Although programs such as the one offered by Liu are completely legal, Chinese authorities are attempting to stop widespread manipulation of stocks at its source — arresting, interrogating and fining many high profile money mangers in the country in recent months.

According to Bloomberg, the China Securities Regulatory Commission — China’s stock market regulator — levied a $19.9 million yuan fine in September on Ye Fei, one of the country’s most well-known hedge fund managers, after saying he manipulated five stocks earlier this year.

Xu Xiang, another high profile Chinese hedge fund manager, was also detained by police in November.

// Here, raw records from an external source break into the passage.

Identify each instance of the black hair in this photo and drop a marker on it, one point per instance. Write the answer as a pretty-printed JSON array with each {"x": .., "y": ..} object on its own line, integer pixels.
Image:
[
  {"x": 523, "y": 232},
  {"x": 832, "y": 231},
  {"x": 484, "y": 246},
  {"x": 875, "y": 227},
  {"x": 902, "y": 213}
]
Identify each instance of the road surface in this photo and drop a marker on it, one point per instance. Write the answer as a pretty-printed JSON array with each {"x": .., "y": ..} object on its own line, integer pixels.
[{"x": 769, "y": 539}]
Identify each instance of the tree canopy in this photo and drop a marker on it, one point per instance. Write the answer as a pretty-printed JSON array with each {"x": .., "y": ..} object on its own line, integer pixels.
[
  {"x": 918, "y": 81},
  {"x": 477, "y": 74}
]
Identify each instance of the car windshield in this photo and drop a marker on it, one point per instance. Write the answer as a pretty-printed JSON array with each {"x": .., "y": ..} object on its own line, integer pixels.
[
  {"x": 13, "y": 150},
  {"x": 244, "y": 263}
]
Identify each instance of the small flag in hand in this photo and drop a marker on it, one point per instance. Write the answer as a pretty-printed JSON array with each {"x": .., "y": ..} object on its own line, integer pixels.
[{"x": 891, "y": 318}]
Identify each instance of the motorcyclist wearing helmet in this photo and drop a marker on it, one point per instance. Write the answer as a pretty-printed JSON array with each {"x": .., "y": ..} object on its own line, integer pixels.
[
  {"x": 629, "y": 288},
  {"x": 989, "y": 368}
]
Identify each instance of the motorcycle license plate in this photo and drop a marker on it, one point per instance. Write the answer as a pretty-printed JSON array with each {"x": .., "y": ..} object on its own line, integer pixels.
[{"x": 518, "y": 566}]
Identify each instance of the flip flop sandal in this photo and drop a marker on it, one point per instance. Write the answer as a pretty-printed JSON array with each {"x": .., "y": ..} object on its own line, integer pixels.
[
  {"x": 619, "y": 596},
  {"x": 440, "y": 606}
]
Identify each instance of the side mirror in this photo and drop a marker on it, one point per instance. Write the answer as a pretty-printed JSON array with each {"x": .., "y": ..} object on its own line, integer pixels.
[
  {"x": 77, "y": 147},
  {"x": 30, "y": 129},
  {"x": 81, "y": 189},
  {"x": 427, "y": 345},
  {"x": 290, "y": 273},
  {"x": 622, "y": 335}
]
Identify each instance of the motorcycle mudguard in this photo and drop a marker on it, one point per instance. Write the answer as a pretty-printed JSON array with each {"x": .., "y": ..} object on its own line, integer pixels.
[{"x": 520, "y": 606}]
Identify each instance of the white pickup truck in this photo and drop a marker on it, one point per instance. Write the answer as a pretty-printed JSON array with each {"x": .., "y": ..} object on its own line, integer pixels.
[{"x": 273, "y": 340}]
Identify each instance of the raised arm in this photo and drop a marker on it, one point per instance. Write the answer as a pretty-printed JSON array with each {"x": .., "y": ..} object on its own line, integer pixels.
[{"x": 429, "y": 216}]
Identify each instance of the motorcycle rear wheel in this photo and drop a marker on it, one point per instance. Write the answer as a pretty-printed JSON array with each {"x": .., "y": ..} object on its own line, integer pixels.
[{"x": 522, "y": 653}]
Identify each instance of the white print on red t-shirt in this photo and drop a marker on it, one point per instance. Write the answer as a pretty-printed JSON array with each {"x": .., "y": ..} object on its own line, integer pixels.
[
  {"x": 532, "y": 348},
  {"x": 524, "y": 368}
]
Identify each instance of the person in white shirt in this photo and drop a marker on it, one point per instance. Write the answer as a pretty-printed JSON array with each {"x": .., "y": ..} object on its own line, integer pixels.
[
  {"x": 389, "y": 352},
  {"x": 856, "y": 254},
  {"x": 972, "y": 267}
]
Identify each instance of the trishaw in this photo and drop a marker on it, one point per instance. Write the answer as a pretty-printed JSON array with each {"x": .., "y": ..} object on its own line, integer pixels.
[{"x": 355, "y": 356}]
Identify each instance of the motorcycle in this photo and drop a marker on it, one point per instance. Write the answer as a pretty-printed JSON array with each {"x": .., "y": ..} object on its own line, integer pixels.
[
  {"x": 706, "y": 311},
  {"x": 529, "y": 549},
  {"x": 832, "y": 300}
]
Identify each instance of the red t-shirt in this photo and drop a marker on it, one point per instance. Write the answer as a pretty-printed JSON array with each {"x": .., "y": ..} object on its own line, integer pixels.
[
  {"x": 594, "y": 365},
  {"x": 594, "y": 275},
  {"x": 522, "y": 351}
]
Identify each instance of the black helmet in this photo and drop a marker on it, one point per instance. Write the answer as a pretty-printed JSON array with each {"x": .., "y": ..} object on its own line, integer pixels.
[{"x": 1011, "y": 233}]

While those actions are targeting the private sector, decisions taken by the government during this year’s stock market rout — something that wiped around $5 trillion from the value of Chinese listed firms — help explain why looking for signs of stock market manipulation remains a popular investment strategy, and not just from local investors.

Some foreign investors, rather than crunching data on earnings and stock valuations to come up with investment strategies, actively mimicked the actions of China’s so-called “national team”— a group of state-backed financial institutions that were tasked with propping up share prices in the height of the market rout.

To some, the actions unwittingly encouraged short-term trading patterns that amplified market movements as investors raced to purchase stocks suspected to be the target of government-backed buying.

Although the intervention of the national team has now subsided, it reinforced short-term thinking among investors with suspected manipulation, rather than more sophisticated investment strategies, driving investment decisions.

It also buttressed the belief that the government will intervene in the markets themselves should prices move beyond a range they feel comfortable with.

With that form on the board, it’s little wonder why Chinese investors continue to favour risky strategies — more akin to a casino than an investment market — than those used in other, more established investment markets.